UK-based Signature Aviation—the parent company of Signature Flight Support, which operates the world’s largest FBO network—could soon be sold to private-equity firm Blackstone Infrastructure Advisors and Blackstone Core Equity Management Associates for approximately $4 billion, according to a statement released today by Signature. Blackstone has more than $580 billion in assets under management.

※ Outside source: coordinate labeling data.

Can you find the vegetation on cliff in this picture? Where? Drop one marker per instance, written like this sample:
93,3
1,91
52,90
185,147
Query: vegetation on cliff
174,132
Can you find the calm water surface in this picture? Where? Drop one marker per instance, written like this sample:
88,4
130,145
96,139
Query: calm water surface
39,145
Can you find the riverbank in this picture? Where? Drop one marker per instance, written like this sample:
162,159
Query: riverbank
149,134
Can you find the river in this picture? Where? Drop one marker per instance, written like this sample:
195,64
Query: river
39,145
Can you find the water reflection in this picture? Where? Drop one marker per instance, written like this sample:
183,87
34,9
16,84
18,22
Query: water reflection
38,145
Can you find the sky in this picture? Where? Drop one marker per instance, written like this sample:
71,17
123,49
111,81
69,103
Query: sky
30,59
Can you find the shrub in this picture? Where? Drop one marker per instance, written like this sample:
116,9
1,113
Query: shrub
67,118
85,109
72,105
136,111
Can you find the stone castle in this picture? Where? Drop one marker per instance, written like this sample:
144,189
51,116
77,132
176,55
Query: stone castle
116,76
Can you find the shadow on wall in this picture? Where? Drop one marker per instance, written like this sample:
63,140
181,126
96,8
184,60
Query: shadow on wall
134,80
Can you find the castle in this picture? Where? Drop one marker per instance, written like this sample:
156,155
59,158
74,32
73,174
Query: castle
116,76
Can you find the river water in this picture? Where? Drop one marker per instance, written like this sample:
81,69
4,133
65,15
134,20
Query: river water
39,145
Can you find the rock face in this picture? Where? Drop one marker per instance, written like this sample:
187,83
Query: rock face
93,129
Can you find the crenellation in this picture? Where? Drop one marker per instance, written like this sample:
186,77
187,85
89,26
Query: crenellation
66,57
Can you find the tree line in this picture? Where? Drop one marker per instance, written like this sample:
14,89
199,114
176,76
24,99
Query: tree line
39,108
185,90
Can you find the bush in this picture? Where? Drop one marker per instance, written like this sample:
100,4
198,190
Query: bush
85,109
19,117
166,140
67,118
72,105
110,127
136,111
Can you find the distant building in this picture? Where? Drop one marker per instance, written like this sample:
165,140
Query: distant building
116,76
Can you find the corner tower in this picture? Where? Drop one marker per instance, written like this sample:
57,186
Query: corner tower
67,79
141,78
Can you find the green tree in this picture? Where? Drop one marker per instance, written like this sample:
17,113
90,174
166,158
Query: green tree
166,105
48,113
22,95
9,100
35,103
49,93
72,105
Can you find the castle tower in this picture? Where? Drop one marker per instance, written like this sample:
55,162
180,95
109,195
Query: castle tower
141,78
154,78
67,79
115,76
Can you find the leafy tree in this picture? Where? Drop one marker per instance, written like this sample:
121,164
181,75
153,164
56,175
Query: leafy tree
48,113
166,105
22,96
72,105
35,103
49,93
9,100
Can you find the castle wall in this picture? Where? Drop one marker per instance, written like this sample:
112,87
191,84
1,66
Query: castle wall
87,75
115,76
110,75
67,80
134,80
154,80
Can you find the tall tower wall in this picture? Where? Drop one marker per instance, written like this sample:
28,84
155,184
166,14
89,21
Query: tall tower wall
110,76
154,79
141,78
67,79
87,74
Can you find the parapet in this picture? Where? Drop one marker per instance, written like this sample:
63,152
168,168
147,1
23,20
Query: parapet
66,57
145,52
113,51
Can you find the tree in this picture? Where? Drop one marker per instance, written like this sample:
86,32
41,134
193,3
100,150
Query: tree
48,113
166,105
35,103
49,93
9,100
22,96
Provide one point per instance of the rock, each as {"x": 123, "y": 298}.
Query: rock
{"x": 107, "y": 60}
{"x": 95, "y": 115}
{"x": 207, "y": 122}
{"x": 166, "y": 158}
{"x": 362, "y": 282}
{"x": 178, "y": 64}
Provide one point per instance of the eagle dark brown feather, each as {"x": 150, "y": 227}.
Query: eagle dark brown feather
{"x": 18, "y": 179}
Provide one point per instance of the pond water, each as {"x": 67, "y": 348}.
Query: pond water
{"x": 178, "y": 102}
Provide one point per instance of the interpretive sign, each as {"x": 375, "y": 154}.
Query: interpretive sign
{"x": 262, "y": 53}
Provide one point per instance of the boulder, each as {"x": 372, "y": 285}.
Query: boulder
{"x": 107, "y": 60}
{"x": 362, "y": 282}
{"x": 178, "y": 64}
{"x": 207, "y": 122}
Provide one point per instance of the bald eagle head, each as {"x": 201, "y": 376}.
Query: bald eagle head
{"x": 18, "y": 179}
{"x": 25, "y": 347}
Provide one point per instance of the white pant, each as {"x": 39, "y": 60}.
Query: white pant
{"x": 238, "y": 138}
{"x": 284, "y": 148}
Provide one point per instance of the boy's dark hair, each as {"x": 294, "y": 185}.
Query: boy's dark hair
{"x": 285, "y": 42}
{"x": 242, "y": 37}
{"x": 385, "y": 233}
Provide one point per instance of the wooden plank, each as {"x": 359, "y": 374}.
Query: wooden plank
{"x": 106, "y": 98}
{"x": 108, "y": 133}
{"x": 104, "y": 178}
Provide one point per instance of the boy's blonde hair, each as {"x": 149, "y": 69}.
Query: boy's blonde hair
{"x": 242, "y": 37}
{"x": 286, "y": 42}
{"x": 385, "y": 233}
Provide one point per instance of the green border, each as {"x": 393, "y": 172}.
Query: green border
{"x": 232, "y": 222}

This latest overture, the sixth from Blackstone to Signature since February, equates to a possible cash offer of $5.17 per share. According to a note issued today to its investors in response to recent share increases as word of the offer leaked, Signature stated, “Having considered the terms of the Blackstone proposal, the board of Signature has indicated to Blackstone that it would currently be minded to recommend a firm offer for Signature at the price set out in the Blackstone proposal.”
Signature achieved preeminence in the FBO industry following its 2015 acquisition of then-rival Landmark Aviation from investment fund manager The Carlyle Group, and its network currently consists of more than 200 locations in 27 countries.
If completed, the deal could be a “game-changer”, according to FBO business consultant Steve Dennis, chairman of Aviation Resource Group International. “Since its inception following WWII, fixed-base operations, large and small, have been challenged to attract capital,” he told AIN. “This scale of investment by private equity will further validate and enhance the value of the FBO industry.”
“Just as the acquisition of Flight Safety by Berkshire-Hathaway in 1996 brought business and executive flight training into the 'investment-grade,' marketplace, so too would the acquisition of Signature by Blackstone do for the FBO industry,” Dennis said.